It seems that, according to your description, my proto-preferences are my current map of the situation I am in (or ones I have already imagined) along with valence tags. However, the AI is going to be in a different location, so I actually want it to form a different map (otherwise, it would act as if it were in my location, not its location). So what I actually want to get copied is more like a map-building and valence-tagging procedure that can be applied to different contexts, which will take different information into account.
It seems hard for the AI to do significantly better than I could do by, say, controlling the robot. For example, if my ontology about engineering is wrong (in a way that prevents me from inventing nanotech), then the AI is going to also be wrong about engineering in the same way, if it copies my map-building and valence-tagging algorithms, or just my maps and valence tags. (If it doesn’t copy my maps, then how does it translate my values about my maps to its values about its maps?)
Related, if the AI uses my models in ways that subject them to more weird edge cases than I would (e.g. by searching over more actions), then they’re going to give bad answers pretty often.

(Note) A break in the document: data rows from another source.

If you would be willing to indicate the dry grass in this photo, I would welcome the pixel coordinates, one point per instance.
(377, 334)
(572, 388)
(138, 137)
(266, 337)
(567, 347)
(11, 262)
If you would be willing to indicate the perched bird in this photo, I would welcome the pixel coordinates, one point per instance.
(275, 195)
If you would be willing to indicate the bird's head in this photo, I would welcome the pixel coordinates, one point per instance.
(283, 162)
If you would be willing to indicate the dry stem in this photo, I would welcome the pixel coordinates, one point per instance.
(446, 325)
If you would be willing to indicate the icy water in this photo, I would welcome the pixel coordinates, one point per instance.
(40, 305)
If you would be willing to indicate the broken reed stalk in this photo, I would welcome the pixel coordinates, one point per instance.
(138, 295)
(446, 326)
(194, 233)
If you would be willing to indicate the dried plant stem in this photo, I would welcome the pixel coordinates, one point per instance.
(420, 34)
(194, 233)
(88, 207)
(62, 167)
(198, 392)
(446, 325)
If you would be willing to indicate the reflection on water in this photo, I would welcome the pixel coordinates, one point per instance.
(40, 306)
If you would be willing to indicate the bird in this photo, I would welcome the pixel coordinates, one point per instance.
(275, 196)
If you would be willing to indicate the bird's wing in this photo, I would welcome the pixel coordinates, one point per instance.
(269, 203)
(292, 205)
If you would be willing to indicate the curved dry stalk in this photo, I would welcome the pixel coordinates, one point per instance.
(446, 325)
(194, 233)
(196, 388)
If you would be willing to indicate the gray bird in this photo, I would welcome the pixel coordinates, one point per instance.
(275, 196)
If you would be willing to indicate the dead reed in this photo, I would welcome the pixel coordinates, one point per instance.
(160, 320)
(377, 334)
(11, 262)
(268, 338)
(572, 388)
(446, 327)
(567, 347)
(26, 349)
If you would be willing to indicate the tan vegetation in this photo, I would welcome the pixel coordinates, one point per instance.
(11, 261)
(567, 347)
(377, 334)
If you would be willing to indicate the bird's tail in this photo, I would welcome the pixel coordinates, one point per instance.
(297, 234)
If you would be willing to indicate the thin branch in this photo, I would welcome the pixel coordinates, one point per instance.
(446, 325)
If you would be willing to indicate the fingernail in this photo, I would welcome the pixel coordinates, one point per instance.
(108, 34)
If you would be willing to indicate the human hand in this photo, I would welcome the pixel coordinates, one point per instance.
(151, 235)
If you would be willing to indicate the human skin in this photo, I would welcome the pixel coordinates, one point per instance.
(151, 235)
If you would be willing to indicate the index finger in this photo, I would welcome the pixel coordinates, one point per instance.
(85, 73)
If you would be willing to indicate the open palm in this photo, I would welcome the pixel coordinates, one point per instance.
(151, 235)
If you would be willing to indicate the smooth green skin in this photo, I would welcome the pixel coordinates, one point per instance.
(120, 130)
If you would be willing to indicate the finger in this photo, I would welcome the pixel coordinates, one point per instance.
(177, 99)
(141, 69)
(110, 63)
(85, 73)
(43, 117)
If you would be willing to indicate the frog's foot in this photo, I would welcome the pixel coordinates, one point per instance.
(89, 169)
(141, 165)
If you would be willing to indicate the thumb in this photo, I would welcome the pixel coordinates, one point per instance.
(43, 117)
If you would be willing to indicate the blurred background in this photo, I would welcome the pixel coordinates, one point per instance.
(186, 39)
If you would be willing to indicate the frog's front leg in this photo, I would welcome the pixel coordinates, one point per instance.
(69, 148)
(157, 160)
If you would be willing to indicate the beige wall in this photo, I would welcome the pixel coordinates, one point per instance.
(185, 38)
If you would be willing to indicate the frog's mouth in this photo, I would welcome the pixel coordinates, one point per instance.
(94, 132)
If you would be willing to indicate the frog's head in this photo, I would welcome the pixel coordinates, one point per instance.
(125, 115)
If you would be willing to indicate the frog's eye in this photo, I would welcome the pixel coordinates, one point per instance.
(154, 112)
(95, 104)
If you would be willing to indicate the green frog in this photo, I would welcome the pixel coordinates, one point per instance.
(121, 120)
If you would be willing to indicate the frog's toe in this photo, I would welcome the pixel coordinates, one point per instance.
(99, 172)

Also related, these models are embedded in reality; they don’t have all that much meaning except relative to the process that builds and interprets them, which includes my senses, my pattern-recognizers, my reflexes, my tools, my social context, etc. Presumably the AI is going to replace my infrastructure with different infrastructure, but then why would we expect my models to keep working? I’m not sure what would happen if someone with my models woke up with very different sense inputs, actuators, and environment.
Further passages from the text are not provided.